The other thing I was able to appreciate more on this reading is the way the lamentations are broken up the spare action that does occur in the play. Periodically individual women are taken aboard the Hellenic ships or the Argive herald arrives with some news, but the two major interludes of action are when Cassandra is brought out and makes some bizarre and obscure prophecies, and when Astyanax—Andromache’s son, Hecuba’s grandson—is taken away to be killed. Cassandra really changes the mood of the play significantly with her entrance bearing a torch and the odd prophecies she speaks, to which, of course, no one gives heed. In a way this is almost like the gatekeeper scene in Macbeth, because (although Cassandra isn’t funny) she disrupts the overall heavy depressing tone enough that it is possible to make it through the intense suffering of the play.
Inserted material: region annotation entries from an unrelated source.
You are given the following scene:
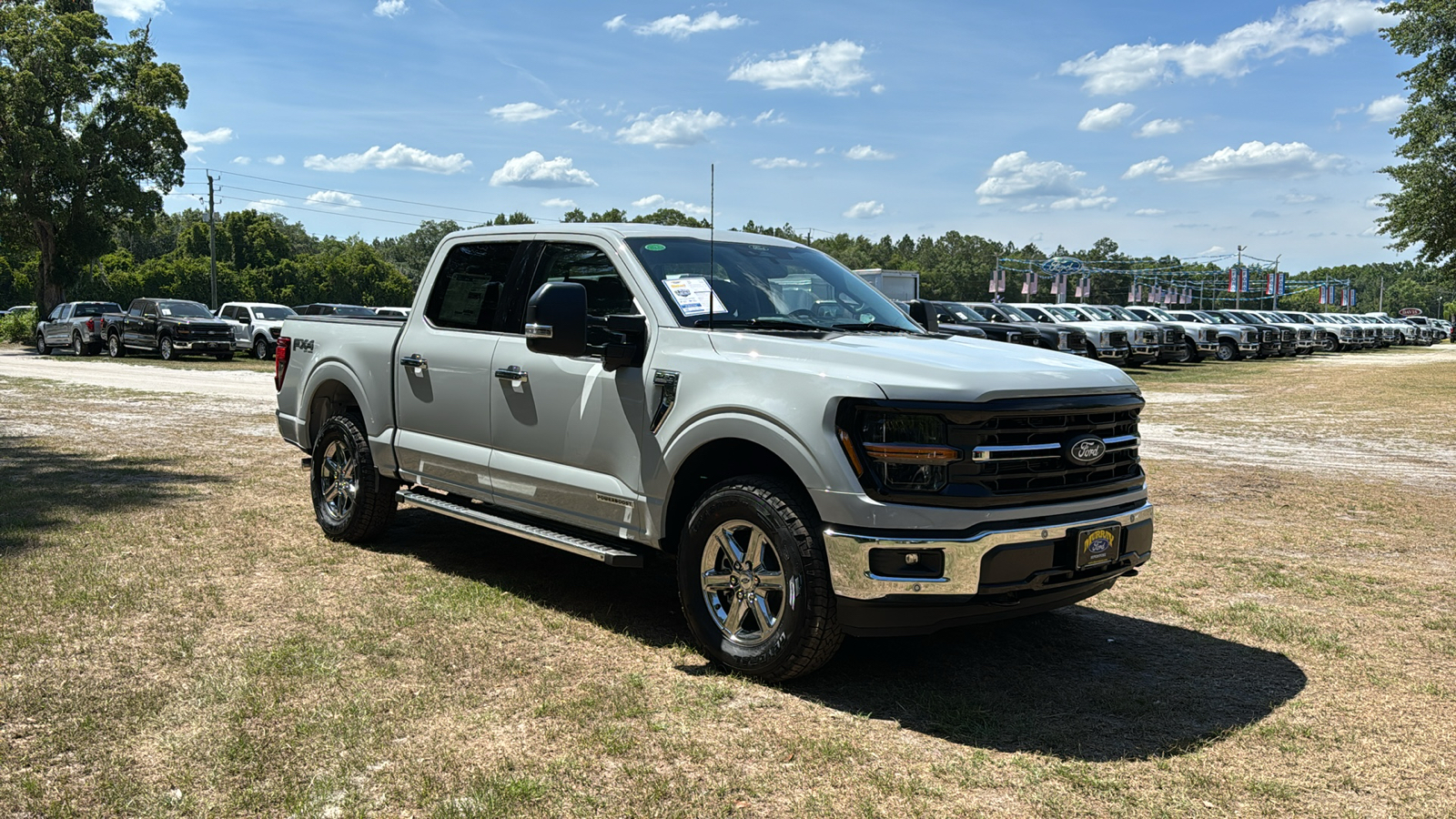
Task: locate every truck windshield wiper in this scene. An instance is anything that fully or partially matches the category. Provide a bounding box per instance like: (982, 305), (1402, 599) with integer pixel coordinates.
(693, 317), (830, 332)
(834, 322), (915, 332)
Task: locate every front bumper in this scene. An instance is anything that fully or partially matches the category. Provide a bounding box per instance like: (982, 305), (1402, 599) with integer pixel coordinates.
(824, 502), (1153, 601)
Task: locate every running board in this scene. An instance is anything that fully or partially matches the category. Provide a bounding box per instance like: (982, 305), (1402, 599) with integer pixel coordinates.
(395, 490), (642, 569)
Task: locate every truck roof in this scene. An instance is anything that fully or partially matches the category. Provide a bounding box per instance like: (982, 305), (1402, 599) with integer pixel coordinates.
(446, 221), (804, 248)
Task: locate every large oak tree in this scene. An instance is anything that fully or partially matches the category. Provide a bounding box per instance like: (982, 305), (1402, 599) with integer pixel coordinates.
(0, 0), (187, 317)
(1378, 0), (1456, 276)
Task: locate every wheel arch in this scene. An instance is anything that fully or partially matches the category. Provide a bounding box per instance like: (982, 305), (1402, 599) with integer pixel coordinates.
(658, 437), (814, 554)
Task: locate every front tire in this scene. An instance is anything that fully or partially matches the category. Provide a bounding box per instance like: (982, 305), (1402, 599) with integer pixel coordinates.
(677, 475), (844, 682)
(308, 415), (399, 543)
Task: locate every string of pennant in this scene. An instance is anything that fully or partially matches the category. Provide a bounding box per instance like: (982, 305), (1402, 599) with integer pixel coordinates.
(987, 257), (1357, 308)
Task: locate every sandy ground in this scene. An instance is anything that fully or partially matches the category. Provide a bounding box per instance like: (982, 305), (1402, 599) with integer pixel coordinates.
(0, 346), (1456, 487)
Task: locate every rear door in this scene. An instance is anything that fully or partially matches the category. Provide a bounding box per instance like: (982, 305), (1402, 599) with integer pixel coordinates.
(490, 238), (650, 540)
(390, 235), (531, 500)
The execution of Astyanax works a bit differently, because it builds the suffering, but it is a performative break from the continual lamentation. Rather than just having the women bewailing the fall of Troy, the deaths of their husbands, sons, and brothers, and their own enslavement, the scene with Astyanax actually shows the brutality and the terror inflicted by the victorious Argive army on the Trojans.

One character I find particularly interesting is Talthybius, the Greek herald. Other than some spear-bearers, he and Menelaus are the only two Hellenic soldiers who appear in the play. And Menelaus is supposed to be quite stupid (which seems to be a common opinion of him in other Athenian tragedy), but Talthybius seems to be genuinely conflicted about the treatment of the Trojan women. He is reluctant to add to their sorrows by telling them bad news, though that ends up being his primary role in the play. And when Astyanax is taken to be killed, Talthybius turns him over to another soldier saying, “This order needs a brute, someone merciless, / much more heartless than I can be.” On the one hand, I like this character tremendously because I think he is caught in a very modern moral dilemma—and people do often talk about Euripides as the most modern of the Athenian dramatists—but I also wonder whether this character doesn’t show Euripides hedging his bets a bit. I mean, this play was always going to challenge Hellenic sentiments, because the Greeks were, of course, on the Greek side in the Trojan War. But even more than that, this play was written shortly before what would turn out to be a disastrous invasion of Sicily, and it is easy to read this as Euripides’ protest against Athens’ military actions. So this play was lucky to even be put on in Athens, but I think the humanity, the ethical qualms, and the sympathy that Talthybius displays may have helped the Athenians identify with a not entirely negative image of the Greeks.